A single assignment of error is presented:

The District Court committed federal constitutional and otherwise reversible error in finding that the Defendant's guilty plea was voluntarily, knowingly, and intelligently entered, and in adjudging him guilty and sentencing him despite the Court's prior failure to ever advise the Defendant that by pleading guilty he was waiving his essential Fifth and Fourteenth Admendments [sic] privilege against self-incrimination.

In an otherwise well-conducted dialogue, the court explained the constitutional rights of the defendant and the consequences of the plea of guilty the defendant proposed to enter as a result of a plea bargain. However, in the recitation the court omitted any reference to the defendant's right to remain silent and to not testify at the trial. The court elicited from the defendant the factual basis for the burglary charge.

We said in State v. Tweedy, 209 Neb. 649, 655-56, 309 N.W.2d 94, 98 (1981):

It is readily apparent that the record fails to disclose that defendant knew of his right to a jury trial, of the right to confront witnesses against him, or of the privilege against self-incrimination. It is therefore impossible to conclude from a record entirely barren of any facts demonstrating that defendant understood his various rights that the defendant voluntarily and intelligently gave them up by pleading guilty.

(Emphasis supplied.)

The Attorney General suggests that absent a motion for new trial this issue may not be raised in this court, while conceding that Neb.Rev.Stat. § 25-1912.01(1) (Cum. Supp.1984) provides that "[a] motion for a new trial shall not be a prerequisite to obtaining appellate review of any issue upon which the ruling of the trial court appears in the record."

At issue is the voluntariness of a plea of guilty which, under the command of Boykin v. Alabama, 395 U.S. 238, 89 S.Ct. 1709, 23 L.Ed.2d 274 (1969), cannot be established in the absence of a waiver on the record. We merely point out that in the sentencing dialogue the court specifically stated, "I find that Mr. Branch has voluntarily, knowingly, and intelligently offered me a plea of guilty to the charge." The argument of the State is without merit.

The case is reversed, defendant's conviction is vacated, and the cause is remanded to the district court for further proceedings.
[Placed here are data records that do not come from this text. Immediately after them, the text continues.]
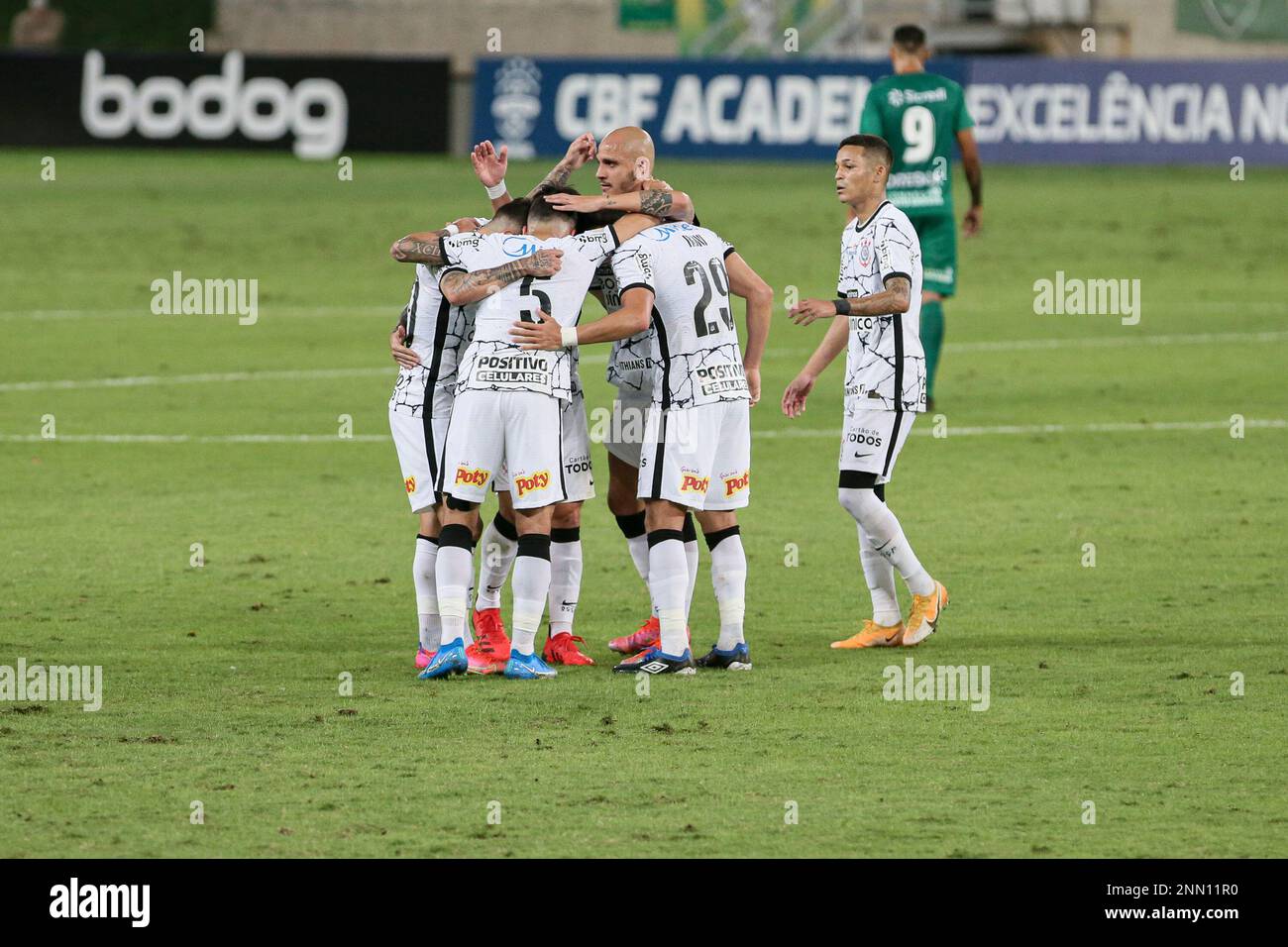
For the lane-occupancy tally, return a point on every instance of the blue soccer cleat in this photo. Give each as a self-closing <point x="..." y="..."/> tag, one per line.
<point x="528" y="667"/>
<point x="737" y="659"/>
<point x="450" y="659"/>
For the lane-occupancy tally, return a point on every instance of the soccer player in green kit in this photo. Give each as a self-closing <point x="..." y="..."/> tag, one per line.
<point x="919" y="115"/>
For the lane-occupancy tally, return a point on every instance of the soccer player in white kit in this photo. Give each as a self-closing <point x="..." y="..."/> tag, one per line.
<point x="697" y="441"/>
<point x="437" y="329"/>
<point x="879" y="292"/>
<point x="507" y="414"/>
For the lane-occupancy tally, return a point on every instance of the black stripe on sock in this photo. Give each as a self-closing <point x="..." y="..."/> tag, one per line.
<point x="505" y="527"/>
<point x="631" y="525"/>
<point x="536" y="545"/>
<point x="715" y="539"/>
<point x="456" y="535"/>
<point x="664" y="536"/>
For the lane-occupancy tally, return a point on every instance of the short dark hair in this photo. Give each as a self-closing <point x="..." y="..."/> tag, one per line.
<point x="541" y="211"/>
<point x="514" y="213"/>
<point x="910" y="38"/>
<point x="875" y="144"/>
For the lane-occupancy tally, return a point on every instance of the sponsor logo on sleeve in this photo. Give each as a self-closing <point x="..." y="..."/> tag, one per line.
<point x="537" y="480"/>
<point x="476" y="478"/>
<point x="734" y="484"/>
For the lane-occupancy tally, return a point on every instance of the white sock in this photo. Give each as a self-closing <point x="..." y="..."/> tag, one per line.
<point x="565" y="579"/>
<point x="497" y="552"/>
<point x="880" y="575"/>
<point x="729" y="579"/>
<point x="426" y="591"/>
<point x="885" y="536"/>
<point x="668" y="581"/>
<point x="529" y="589"/>
<point x="638" y="545"/>
<point x="452" y="574"/>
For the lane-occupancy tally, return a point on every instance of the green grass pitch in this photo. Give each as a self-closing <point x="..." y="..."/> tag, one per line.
<point x="1109" y="684"/>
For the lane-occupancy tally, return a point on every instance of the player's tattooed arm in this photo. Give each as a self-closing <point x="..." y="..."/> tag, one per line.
<point x="833" y="344"/>
<point x="420" y="248"/>
<point x="464" y="289"/>
<point x="580" y="151"/>
<point x="632" y="317"/>
<point x="668" y="205"/>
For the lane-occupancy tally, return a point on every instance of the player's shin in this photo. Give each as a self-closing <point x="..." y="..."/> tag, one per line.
<point x="669" y="582"/>
<point x="692" y="558"/>
<point x="565" y="578"/>
<point x="729" y="581"/>
<point x="885" y="535"/>
<point x="426" y="590"/>
<point x="498" y="545"/>
<point x="454" y="571"/>
<point x="529" y="586"/>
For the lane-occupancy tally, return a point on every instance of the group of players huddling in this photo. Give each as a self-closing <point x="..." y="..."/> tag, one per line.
<point x="488" y="398"/>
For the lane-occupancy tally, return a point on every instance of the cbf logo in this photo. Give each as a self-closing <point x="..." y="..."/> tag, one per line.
<point x="515" y="245"/>
<point x="516" y="103"/>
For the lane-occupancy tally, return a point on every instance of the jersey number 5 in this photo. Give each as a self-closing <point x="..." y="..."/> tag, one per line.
<point x="542" y="300"/>
<point x="695" y="273"/>
<point x="918" y="134"/>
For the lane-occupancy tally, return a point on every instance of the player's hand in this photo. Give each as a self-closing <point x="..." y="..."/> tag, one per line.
<point x="580" y="151"/>
<point x="489" y="163"/>
<point x="542" y="263"/>
<point x="797" y="393"/>
<point x="545" y="334"/>
<point x="810" y="309"/>
<point x="578" y="204"/>
<point x="406" y="357"/>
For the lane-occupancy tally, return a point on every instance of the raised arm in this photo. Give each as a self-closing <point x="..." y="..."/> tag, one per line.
<point x="746" y="282"/>
<point x="464" y="289"/>
<point x="632" y="317"/>
<point x="975" y="179"/>
<point x="833" y="343"/>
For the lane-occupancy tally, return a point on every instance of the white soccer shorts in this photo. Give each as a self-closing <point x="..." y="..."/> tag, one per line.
<point x="626" y="433"/>
<point x="579" y="475"/>
<point x="698" y="457"/>
<point x="871" y="441"/>
<point x="419" y="442"/>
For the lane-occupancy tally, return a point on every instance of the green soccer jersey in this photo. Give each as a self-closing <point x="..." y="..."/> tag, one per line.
<point x="918" y="115"/>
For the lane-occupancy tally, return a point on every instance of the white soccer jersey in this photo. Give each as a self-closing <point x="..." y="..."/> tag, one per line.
<point x="493" y="361"/>
<point x="630" y="365"/>
<point x="885" y="367"/>
<point x="696" y="354"/>
<point x="438" y="333"/>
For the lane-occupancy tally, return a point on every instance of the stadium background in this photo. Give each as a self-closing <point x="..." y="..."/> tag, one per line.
<point x="1157" y="155"/>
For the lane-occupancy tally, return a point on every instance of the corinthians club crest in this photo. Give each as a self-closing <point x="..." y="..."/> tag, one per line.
<point x="516" y="103"/>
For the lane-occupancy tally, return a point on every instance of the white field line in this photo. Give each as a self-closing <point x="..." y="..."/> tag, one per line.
<point x="980" y="431"/>
<point x="601" y="359"/>
<point x="145" y="309"/>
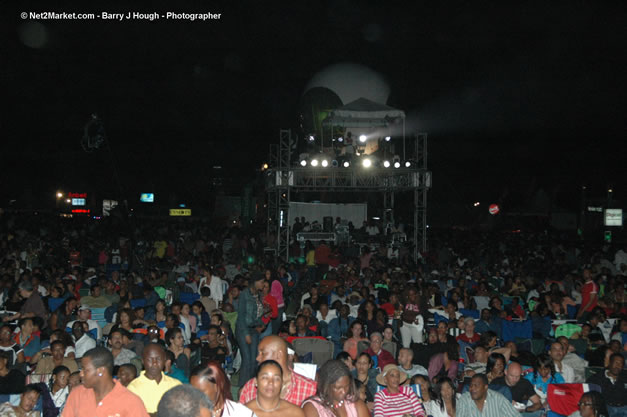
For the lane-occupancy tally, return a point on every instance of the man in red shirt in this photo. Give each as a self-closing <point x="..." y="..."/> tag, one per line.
<point x="589" y="295"/>
<point x="296" y="388"/>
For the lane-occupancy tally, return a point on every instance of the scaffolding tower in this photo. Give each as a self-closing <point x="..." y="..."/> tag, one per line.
<point x="283" y="178"/>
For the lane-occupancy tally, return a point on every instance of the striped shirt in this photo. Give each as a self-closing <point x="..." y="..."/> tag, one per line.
<point x="495" y="406"/>
<point x="397" y="405"/>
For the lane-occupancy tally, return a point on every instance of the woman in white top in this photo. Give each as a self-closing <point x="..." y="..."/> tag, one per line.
<point x="211" y="379"/>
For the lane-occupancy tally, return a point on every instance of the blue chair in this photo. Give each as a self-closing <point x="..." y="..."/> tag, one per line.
<point x="55" y="303"/>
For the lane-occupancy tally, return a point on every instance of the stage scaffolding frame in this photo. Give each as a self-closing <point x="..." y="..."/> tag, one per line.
<point x="283" y="178"/>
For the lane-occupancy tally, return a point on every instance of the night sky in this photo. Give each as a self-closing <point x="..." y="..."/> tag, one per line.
<point x="515" y="97"/>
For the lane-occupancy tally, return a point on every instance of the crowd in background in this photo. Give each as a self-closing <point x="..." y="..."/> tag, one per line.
<point x="483" y="324"/>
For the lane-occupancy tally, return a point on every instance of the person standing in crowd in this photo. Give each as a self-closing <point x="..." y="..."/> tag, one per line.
<point x="267" y="401"/>
<point x="28" y="401"/>
<point x="152" y="383"/>
<point x="213" y="382"/>
<point x="295" y="388"/>
<point x="249" y="325"/>
<point x="336" y="391"/>
<point x="185" y="401"/>
<point x="100" y="394"/>
<point x="480" y="401"/>
<point x="396" y="399"/>
<point x="613" y="381"/>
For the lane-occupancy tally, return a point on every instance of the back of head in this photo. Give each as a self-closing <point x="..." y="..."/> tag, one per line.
<point x="183" y="401"/>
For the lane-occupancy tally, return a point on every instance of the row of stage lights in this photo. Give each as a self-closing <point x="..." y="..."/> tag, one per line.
<point x="365" y="162"/>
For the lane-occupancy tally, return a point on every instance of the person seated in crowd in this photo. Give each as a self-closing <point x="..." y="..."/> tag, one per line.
<point x="12" y="381"/>
<point x="28" y="401"/>
<point x="396" y="399"/>
<point x="295" y="388"/>
<point x="57" y="358"/>
<point x="268" y="402"/>
<point x="152" y="382"/>
<point x="522" y="390"/>
<point x="405" y="362"/>
<point x="82" y="340"/>
<point x="100" y="394"/>
<point x="213" y="382"/>
<point x="126" y="373"/>
<point x="336" y="391"/>
<point x="480" y="401"/>
<point x="613" y="381"/>
<point x="365" y="373"/>
<point x="185" y="401"/>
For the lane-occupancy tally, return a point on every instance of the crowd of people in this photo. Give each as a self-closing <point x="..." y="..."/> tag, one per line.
<point x="187" y="319"/>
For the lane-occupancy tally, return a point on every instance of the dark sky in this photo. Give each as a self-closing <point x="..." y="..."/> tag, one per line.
<point x="514" y="96"/>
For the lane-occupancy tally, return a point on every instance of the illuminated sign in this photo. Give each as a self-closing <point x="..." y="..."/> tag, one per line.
<point x="180" y="212"/>
<point x="613" y="217"/>
<point x="147" y="198"/>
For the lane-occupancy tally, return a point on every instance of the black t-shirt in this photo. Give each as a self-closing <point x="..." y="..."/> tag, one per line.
<point x="521" y="392"/>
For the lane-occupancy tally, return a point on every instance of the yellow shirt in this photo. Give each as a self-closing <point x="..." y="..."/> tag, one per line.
<point x="149" y="391"/>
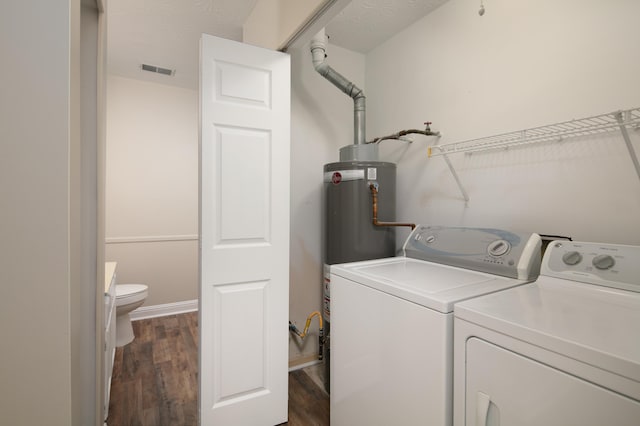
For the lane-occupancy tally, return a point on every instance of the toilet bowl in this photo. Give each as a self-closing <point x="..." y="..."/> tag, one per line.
<point x="128" y="298"/>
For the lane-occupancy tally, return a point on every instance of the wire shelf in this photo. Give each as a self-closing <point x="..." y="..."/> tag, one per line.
<point x="551" y="133"/>
<point x="599" y="124"/>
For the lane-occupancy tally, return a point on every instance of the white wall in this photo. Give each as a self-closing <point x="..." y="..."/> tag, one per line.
<point x="152" y="187"/>
<point x="321" y="123"/>
<point x="523" y="64"/>
<point x="47" y="218"/>
<point x="272" y="23"/>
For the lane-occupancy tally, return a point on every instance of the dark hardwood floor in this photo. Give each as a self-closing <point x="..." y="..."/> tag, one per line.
<point x="155" y="379"/>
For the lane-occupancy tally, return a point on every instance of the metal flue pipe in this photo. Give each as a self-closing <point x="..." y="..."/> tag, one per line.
<point x="318" y="54"/>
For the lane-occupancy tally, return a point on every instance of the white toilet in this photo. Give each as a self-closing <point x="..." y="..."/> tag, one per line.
<point x="128" y="298"/>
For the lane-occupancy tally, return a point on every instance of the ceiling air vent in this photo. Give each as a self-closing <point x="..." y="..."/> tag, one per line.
<point x="158" y="70"/>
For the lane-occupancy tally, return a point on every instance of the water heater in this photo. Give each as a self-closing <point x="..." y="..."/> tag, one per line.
<point x="349" y="232"/>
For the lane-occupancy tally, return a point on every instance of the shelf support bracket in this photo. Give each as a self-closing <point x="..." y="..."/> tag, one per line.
<point x="455" y="176"/>
<point x="627" y="141"/>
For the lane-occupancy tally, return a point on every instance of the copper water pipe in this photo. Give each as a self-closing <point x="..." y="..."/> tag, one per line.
<point x="374" y="194"/>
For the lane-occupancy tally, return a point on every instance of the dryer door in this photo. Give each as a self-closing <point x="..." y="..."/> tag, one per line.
<point x="504" y="388"/>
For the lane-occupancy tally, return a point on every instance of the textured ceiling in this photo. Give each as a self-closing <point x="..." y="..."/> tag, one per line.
<point x="166" y="33"/>
<point x="365" y="24"/>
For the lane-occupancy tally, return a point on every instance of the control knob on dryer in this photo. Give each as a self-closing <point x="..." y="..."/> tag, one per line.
<point x="572" y="258"/>
<point x="603" y="261"/>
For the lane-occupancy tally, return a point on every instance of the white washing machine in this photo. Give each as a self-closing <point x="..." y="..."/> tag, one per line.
<point x="392" y="321"/>
<point x="562" y="351"/>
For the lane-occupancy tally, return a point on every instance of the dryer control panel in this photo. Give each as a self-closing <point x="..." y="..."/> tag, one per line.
<point x="610" y="265"/>
<point x="495" y="251"/>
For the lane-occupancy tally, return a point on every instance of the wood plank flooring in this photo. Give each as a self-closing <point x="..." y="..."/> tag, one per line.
<point x="155" y="379"/>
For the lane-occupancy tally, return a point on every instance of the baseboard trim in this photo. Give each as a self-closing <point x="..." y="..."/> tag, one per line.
<point x="154" y="311"/>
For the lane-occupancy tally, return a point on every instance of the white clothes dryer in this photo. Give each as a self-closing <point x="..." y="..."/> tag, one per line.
<point x="392" y="321"/>
<point x="562" y="351"/>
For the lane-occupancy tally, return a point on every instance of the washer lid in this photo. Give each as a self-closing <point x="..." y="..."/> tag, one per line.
<point x="428" y="284"/>
<point x="596" y="325"/>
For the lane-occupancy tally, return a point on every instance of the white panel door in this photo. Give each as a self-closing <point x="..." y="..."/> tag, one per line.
<point x="244" y="233"/>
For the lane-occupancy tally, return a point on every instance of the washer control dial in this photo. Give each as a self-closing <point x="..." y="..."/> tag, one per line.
<point x="499" y="248"/>
<point x="572" y="258"/>
<point x="603" y="261"/>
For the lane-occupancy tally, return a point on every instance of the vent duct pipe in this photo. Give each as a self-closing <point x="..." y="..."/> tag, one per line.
<point x="318" y="54"/>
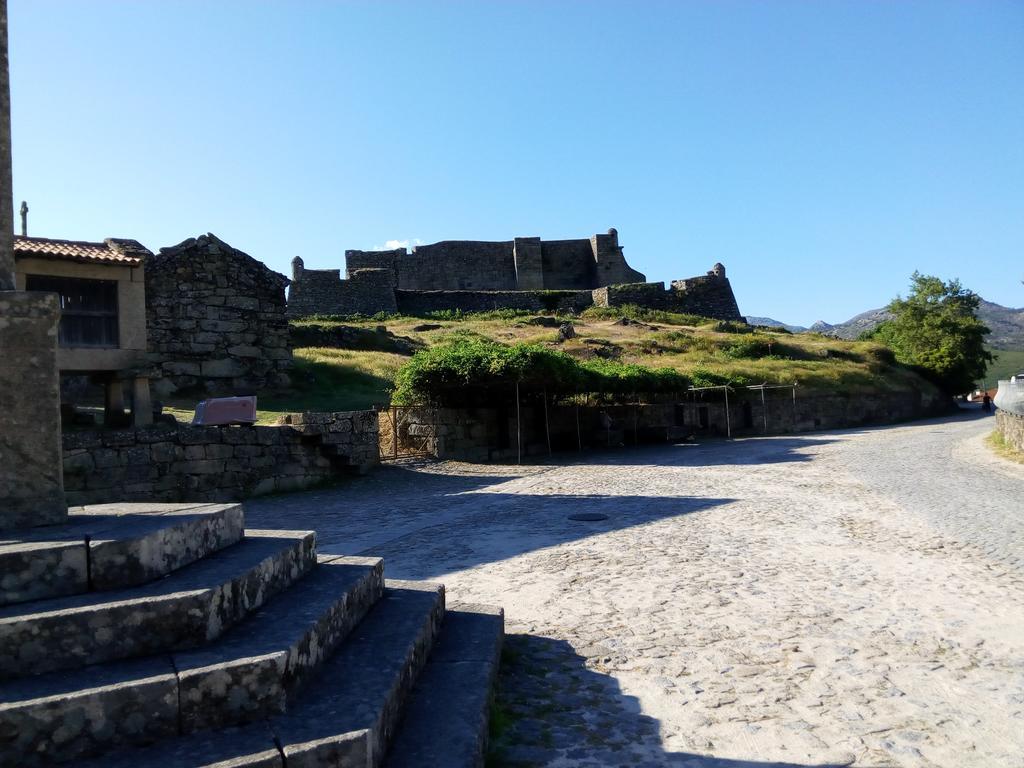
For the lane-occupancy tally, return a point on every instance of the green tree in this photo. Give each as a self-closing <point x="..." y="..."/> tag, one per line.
<point x="936" y="330"/>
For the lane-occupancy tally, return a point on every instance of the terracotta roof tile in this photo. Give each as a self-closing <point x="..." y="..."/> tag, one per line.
<point x="112" y="250"/>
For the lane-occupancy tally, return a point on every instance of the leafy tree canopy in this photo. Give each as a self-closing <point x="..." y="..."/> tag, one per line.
<point x="936" y="330"/>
REVERSED AND REMANDED FOR FURTHER PROCEEDINGS.

KRIVOSHA, C.J., concurs.

CAPORALE, Justice, concurring.

I agree with the result reached by the majority but believe we should take the time to articulate the distinction between this case and State v. Fischer, 218 Neb. 678, 357 N.W.2d 477 (1984), after remand 220 Neb. 664, 371 N.W.2d 316 (1985), State v. McMahon, 213 Neb. 897, 331 N.W.2d 818 (1983), and State v. Curnyn, 202 Neb. 135, 274 N.W.2d 157 (1979), and thereby dispel the suggestion that the situations in all four cases should be treated in the same fashion.

Fischer, McMahon, and Curnyn hold that where a criminal defendant has not been informed of the penal consequences of his guilty plea, the appropriate remedy on appeal is to remand the matter for a hearing to determine whether the defendant nonetheless knew the range of penalties for the charge. If so, the judgment and sentence are to stand; if not, the judgment and sentence are to be vacated and the defendant permitted to plead anew.

*742 The question arises, then, why a different disposition when the trial judge fails to advise the defendant that he has the right to remain silent and the right to not testify at trial. The answer is that in this situation the trial judge must himself ascertain not only that the defendant knows his rights but must also determine that the defendant voluntarily, knowingly, and intelligently waives them.

A criminal defendant cannot waive a penalty; therefore, it is only required that he know the penal consequences of his plea. Thus, it matters not where or how he acquires that knowledge so long as he has it at the time of his plea. By contrast, a judge cannot satisfy himself that the defendant has voluntarily, knowingly, and intelligently waived the right to remain silent and the right to not testify without, in the absence of unequivocal conduct by the defendant so establishing, specifically asking whether those rights are waived.

The situations are not the same and therefore cannot be treated as if they were.